# Switchback XT cam timing question



## hoggin03 (Oct 24, 2005)

I hate to even get in to this being that bow season opens in 10 days, but I decided to take a look at my ATA, brace height, cam rotation, etc tonight. I am not thrilled with what I found.

My bow is a Switchback XT, and it has been Crackerized. Since Crackers worked on the bow, I have shot it thousands of times (really!)

In checking everything, here is what I found - ATA is 31 1/16", brace height is nearly dead on 7.5". However, in checking my cam orientation, I have found that it is WAY off. Below is a picture. The white rod is lined up with the timing holes in the cam, and my limbs are bottomed out. Just above my bottom string suppressor the white rod is approx 2.75" from the string. At my kisser button, it is approx 3.5" from the string. Just below my top string suppressor it is approx 4" from the string.

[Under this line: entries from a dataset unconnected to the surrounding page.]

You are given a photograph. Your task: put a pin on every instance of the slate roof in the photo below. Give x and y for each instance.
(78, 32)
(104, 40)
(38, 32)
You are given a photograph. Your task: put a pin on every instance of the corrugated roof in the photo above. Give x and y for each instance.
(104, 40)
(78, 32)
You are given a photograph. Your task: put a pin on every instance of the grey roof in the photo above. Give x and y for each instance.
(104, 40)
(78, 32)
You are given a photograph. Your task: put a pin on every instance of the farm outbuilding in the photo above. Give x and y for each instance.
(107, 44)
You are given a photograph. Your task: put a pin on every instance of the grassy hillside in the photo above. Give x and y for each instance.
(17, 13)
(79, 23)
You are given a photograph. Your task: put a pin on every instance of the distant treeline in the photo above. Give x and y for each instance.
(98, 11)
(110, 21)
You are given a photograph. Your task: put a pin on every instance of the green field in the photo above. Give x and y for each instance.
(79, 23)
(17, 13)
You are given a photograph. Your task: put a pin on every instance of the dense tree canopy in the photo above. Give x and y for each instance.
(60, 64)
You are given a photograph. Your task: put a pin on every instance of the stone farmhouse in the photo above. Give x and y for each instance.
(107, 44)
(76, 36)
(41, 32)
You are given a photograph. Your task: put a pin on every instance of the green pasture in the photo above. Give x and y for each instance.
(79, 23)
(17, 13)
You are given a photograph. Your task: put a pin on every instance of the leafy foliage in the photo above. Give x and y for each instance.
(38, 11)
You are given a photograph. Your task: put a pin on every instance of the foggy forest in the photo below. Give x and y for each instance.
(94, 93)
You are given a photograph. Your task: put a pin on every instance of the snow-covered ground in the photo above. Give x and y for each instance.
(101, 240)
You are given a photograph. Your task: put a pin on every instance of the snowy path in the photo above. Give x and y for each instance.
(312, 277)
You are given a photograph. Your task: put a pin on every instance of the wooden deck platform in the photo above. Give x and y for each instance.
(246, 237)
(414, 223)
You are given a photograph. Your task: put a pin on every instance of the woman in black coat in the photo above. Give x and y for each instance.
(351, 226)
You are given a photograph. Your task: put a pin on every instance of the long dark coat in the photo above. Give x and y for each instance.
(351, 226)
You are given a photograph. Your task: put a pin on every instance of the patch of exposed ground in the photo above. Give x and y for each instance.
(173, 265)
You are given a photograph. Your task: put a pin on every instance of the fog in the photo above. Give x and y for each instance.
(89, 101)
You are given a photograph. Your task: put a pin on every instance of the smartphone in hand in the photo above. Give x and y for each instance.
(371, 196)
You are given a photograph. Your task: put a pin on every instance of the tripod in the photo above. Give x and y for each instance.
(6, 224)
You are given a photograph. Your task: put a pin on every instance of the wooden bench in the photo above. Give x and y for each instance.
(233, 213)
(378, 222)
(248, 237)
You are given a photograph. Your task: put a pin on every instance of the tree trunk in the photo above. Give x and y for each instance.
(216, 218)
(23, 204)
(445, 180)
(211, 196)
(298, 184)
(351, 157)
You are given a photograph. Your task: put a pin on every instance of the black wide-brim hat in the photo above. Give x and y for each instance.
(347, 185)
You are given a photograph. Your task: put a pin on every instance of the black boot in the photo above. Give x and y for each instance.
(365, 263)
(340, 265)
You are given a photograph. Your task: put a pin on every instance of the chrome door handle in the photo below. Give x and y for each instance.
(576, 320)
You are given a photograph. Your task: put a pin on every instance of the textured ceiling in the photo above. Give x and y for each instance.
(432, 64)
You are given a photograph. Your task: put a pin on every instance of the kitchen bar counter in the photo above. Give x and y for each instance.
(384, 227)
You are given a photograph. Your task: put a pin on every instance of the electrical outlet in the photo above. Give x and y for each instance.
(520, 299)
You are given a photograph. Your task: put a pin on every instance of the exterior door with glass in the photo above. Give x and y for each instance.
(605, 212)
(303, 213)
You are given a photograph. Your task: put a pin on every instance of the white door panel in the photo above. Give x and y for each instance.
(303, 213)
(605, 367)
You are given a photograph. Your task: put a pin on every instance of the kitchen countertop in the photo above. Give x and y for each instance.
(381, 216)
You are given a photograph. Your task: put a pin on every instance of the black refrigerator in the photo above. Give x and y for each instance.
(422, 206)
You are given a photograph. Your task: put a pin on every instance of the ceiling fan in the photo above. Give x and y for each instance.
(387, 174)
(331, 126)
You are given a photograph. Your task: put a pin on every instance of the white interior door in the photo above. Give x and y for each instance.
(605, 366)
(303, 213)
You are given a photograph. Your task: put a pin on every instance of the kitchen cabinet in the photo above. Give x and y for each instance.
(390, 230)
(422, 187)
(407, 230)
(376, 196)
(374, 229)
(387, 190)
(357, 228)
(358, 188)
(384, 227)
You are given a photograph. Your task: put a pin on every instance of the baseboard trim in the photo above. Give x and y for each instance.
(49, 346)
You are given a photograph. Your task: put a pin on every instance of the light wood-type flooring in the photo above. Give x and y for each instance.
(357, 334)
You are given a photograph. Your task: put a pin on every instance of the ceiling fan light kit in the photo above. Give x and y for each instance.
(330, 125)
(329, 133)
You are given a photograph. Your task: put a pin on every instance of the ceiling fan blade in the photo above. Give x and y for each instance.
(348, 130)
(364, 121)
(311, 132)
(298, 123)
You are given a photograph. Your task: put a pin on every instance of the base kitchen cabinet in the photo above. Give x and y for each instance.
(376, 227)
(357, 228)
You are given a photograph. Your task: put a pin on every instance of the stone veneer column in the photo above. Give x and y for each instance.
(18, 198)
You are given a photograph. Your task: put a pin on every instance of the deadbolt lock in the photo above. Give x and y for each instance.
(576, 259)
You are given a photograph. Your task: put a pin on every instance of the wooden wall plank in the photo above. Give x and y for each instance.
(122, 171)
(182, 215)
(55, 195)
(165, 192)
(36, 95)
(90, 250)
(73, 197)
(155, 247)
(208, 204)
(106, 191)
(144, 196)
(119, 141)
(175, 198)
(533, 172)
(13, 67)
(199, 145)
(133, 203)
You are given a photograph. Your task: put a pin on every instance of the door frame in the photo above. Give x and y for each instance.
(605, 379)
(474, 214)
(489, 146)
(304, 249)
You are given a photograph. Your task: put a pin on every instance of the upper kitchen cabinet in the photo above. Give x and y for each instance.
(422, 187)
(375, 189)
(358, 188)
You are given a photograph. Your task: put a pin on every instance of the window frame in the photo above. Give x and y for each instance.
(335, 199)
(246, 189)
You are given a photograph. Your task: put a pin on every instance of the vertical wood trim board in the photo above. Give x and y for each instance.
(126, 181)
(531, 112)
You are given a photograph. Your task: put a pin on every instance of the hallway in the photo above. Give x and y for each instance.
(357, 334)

Also, yesterday I was at the shop and checked my draw weight. It was 63 pounds. I thought that I had only backed the limbs out 1 turn, but when I saw this I thought maybe I had done more and forgot - so I didn't think much of it. When I got home, I decided to tighten the bolts down a turn and it was exactly 1 turn to get them bottomed out. Shouldn't 1 turn only drop my draw weight to around 68 pounds? I don't own a scale, so I can't check it right now to see what the draw weight is with them bottomed out, but I'm guessing that it is not 70+ pounds like it should be.

I'm far from an expert and am still new at tuning my own bow. Any help with my problems would be greatly appreciated.


----------



## steve-o (Nov 29, 2005)

take it to your pro shop and have them tune it up, but looks like a couple of turns more or less on your cable will bring it back in specs.


----------



## GATOR-EYE (Jun 30, 2006)

TEN DAYS BEFORE BOW SEASON :mg: IF IT'S SHOOTING GOOD LEAVE IT A LONE!! PLAY WITH IT AFTER BOW SEASON. MY XT IS JUST ABOUT THE SAME SPEC. AS YOURS BUT ME AND THE BOW ARE GETTING ALONG GREAT AND SHOOTING GREAT SO I AM GOING TO WAIT INTIL AFTER SEASON TO START FIDDLING WITH IT... GOOD LUCK...IF IT ISN'T BROKE, DON'T FIX IT!!:darkbeer:


----------



## redryder66 (Jun 4, 2005)

A couple of twists to the buss cable should bring your cam back to proper orientation, and bring your draw weight back up.:darkbeer: :darkbeer:


----------



## Sid13 (Sep 8, 2006)

Is the draw length O.K. for you? Twisting up the cable will get the weight back up but will also increase your DL. The cam timing is alittle out but i've timed alot of mathews almost exactly the same to maintain DL. The reasone the bows are like this from the factory is the limbs are not all the same deflection rate so instead of using limb blocks to dial the weight in they use the string & cable. If your DL is good and you are comfortable with the DW the you bow cant get any better for you!


----------



## jgould (May 15, 2006)

I figure, If all you should back the bolts out is 2.5 turns on an XT then it should be at 66 pounds at one full turn out. Thats all I can help you with.


----------



## BearSlayr (Jan 23, 2006)

Just add a few twists. Half twist at a time to bring her back.:wink:


----------



## hoggin03 (Oct 24, 2005)

Thanks for the advice. I got the bow tuned up and she's shooting beautifully!


----------



## cloquet (Jan 12, 2004)

The XT uses course threads so one turn moves things more than a bow with fine threads. On my 50 to 60 lb. XT one turn lowered the draw weight from 62 lbs. to 57 lbs.


----------